La prima cosa bella mostra in modo molto efficace a noi abituati a vivere nella
società dell'immagine e dell'edonismo, come l'avvenenza fisica abbia potuto
spesso rivelarsi una pericolosa arma a doppio taglio per le ragazze provenienti
dal mondo degli umili, soprattutto nelle cittadine di provincia di un'Italia
di qualche decennio fa. La storia di Anna - interpretata da una bravissima
Micaela Ramazzotti la cui recitazione non fa avvertire discontinuità
fra l'Anna giovane e l'Anna anziana e da un'insuperabile Stefania Sandrelli,
luminosa come solo lei può essere anche nelle circostanze più
buie - è cinematograficamente raccontata attraverso un uso sapiente del
flashback che fa condividere allo spettatore i frammenti di memorie del figlio
maggiore Bruno. Se per entrambi i figli di Anna, La prima cosa bella è
una storia di formazione sui generis, per Bruno è senz'altro qualcosa di ancora
più forte: per lui (una volta bambino orgoglioso, sensibile, geloso della madre,
ora professore di lettere a Milano, sempre così chiuso e ''musone'' da far tenerezza)
è la storia di un ritorno alle origini, di un nòstos
sulle tracce della turbolenta infanzia vissuta a Livorno.
Ed è la storia di una catarsi che si realizza piena e potente nella scena finale,
in quel Bruno che si butta fra le onde del mare - acqua simbolo di purificazione,
sorgente di vita, alveo materno - con un'energia e un entusiasmo da troppo tempo
smarriti e ora improvvisamente ritrovati, mentre la gioia che si sprigiona nel
suo cuore esce dal grande schermo e invade la sala cinematografica sulle note
di quell'Eternità che grida a volume spiegato una sete di felicità
inesauribile. La prima cosa bella è anche la colonna sonora di uno spaccato
di storia italiana, fatta di canzoni che sono un patrimonio comune e al tempo stesso
un privato bagaglio interiore: nel caso di Anna, Bruno e Valeria, anche il segreto
di una fortissima complicità.
Valerio Mastandrea ha il merito di raccontare questa storia e la vicenda intima di
Bruno attraverso quella recitazione ''in levare'' che gli appartiene dai tempi del
Tarcisio Proietti (personaggio peraltro dotato della medesima nobiltà di spirito di Bruno)
di Palermo Milano solo andata: lo stesso modo un po' stravagante di comunicare con
il mondo, la stessa espressività che si serve di poche parole, quelle essenziali,
lasciando che siano in primo luogo il volto e i gesti a parlare.

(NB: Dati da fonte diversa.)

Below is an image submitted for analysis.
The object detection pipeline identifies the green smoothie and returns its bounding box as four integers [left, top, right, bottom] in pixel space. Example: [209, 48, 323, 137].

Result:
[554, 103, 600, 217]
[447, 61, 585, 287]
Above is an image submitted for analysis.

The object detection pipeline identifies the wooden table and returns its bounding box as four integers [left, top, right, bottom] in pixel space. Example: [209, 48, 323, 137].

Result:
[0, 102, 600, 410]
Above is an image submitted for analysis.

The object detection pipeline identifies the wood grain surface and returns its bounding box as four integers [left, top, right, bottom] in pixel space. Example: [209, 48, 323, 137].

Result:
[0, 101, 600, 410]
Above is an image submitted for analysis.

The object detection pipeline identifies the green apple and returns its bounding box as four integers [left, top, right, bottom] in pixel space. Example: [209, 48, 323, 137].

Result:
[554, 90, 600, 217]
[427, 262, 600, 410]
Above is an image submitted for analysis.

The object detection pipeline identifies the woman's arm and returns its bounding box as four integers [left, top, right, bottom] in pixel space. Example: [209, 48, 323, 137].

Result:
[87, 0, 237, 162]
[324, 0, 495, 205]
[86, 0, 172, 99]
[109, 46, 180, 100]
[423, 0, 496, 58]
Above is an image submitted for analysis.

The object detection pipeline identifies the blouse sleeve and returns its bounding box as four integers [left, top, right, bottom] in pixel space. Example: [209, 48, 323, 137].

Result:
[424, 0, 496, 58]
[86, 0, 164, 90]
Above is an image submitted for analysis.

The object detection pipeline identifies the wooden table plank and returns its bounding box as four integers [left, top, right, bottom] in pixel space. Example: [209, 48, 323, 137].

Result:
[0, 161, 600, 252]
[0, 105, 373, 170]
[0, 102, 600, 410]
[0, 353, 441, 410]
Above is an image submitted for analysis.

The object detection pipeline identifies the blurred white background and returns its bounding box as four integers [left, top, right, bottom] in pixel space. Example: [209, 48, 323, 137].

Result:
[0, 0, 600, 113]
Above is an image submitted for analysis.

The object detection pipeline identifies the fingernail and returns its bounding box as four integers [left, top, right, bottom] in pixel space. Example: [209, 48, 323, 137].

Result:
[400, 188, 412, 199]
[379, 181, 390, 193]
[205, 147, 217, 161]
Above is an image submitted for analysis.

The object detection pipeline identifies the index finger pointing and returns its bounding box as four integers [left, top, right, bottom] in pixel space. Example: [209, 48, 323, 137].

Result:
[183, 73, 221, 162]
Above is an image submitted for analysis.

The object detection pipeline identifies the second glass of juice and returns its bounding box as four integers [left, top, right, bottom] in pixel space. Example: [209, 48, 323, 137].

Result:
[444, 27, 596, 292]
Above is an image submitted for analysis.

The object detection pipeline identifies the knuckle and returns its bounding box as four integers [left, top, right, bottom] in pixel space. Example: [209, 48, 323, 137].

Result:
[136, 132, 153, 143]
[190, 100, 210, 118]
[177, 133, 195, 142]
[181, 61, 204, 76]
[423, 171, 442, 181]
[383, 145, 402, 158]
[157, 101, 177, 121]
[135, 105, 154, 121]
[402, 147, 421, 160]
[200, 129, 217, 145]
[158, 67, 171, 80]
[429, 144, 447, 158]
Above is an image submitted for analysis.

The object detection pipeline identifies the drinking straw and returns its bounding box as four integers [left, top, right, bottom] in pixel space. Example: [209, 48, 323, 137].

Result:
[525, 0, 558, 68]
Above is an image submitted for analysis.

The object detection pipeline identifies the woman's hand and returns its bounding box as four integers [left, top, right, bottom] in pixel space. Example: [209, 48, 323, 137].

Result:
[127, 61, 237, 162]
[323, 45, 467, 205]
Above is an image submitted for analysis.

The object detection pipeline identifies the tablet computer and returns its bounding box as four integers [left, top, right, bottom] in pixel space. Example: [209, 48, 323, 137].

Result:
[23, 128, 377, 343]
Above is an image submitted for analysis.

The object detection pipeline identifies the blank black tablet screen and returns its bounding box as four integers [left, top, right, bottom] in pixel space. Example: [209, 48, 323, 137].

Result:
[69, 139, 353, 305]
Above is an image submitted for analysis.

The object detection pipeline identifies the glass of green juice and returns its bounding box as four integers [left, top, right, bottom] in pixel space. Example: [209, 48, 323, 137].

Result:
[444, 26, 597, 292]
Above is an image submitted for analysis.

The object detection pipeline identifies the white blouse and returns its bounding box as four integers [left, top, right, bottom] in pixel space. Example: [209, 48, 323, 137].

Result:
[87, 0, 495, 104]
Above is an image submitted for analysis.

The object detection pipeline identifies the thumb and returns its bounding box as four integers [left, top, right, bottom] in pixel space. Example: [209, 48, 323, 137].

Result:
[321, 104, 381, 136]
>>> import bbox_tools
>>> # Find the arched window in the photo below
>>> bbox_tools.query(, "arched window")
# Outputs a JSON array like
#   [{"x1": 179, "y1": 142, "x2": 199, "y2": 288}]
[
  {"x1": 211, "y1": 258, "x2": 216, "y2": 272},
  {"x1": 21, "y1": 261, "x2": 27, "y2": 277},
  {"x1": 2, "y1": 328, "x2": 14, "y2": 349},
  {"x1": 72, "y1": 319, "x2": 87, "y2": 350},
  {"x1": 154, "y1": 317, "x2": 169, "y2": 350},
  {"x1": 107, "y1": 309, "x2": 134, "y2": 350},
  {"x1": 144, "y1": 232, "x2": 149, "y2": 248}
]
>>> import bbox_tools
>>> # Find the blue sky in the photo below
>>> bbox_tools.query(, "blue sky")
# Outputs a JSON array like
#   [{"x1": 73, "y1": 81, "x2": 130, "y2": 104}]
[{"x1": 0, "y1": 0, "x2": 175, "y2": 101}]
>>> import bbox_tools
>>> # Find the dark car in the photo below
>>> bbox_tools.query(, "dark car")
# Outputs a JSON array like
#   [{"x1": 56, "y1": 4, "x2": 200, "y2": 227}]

Alla fine de La prima cosa bella ci restano indelebilmente impressi nella memoria quegli occhi
grandi, limpidi e sognanti, quel sorriso disteso e luminosissimo, quella voce da ragazzina che
canta - forse un po' incosciente ma mai irresponsabile - ,
di Anna in fuga di notte su di un autobus con i suoi bambini.
Squarci di sogno che dirompono la tela di una quotidianità opaca e piatta quando
non scura e spigolosa. Una scena che è un inno all'incanto della giovinezza,
alla magia della bellezza, alla gioia della spensieratezza (la prima cosa bella /
che ho avuto dalla vita / è il tuo sorriso giovane, sei tu cantava Nicola di Bari).